Once it has been tuned you will need to re-tune it multiple times over the next couple of days until the strings have settled. My favourite way to tune at the moment is using a free phone app called GuitarTuna, definitely worth checking out if you lack the skill like me to tune.
Acknowledgement
Big thanks to Ian Hanna aka Solstie for creating such an amazing ukulele model to base my version of the Ukulele from. There are some major differences between each of our designs but it was phenomenal having his work to fall back on and study. Link to the files right here.
Where to Next
The next Ukulele I want to 3D print will have slots for the frets so I can install metal frets and inlays. As mentioned before frets are a component that wears out however after my couple of weeks using this ukulele I have yet to run into any issues or even marks on them so not too concerned currently. That Ultimaker Tough PLA is proper tough.

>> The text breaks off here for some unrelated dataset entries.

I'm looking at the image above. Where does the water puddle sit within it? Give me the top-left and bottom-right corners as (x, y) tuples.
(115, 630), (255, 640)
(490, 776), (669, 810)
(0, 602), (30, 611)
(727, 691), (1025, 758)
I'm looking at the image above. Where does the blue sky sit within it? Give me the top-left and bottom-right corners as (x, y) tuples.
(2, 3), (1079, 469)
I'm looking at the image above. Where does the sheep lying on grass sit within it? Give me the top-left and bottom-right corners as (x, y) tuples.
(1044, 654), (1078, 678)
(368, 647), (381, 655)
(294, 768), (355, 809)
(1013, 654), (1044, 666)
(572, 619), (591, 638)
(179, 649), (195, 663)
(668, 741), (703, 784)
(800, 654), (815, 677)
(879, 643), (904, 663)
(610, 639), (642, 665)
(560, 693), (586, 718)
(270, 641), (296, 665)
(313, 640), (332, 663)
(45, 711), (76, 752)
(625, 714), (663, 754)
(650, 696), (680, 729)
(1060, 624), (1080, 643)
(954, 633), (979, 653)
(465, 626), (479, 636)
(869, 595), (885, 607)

Next design I would like to do some more interesting pattern between the fretboard and the back of the neck as opposed to a simple line. Also, I would like to print the base using a wood filament that has actual wood particles inside of it. My curiosity makes me wonder whether it would produce an even nicer noise. I also find myself curious if I could sand back that wood fibre material and create a sunrise patina on a Ukulele. That would be pretty swell. I also know the second I get my mitts on a large enough build platform the very first thing I am printing is a double bass.
Super psyched with the current result.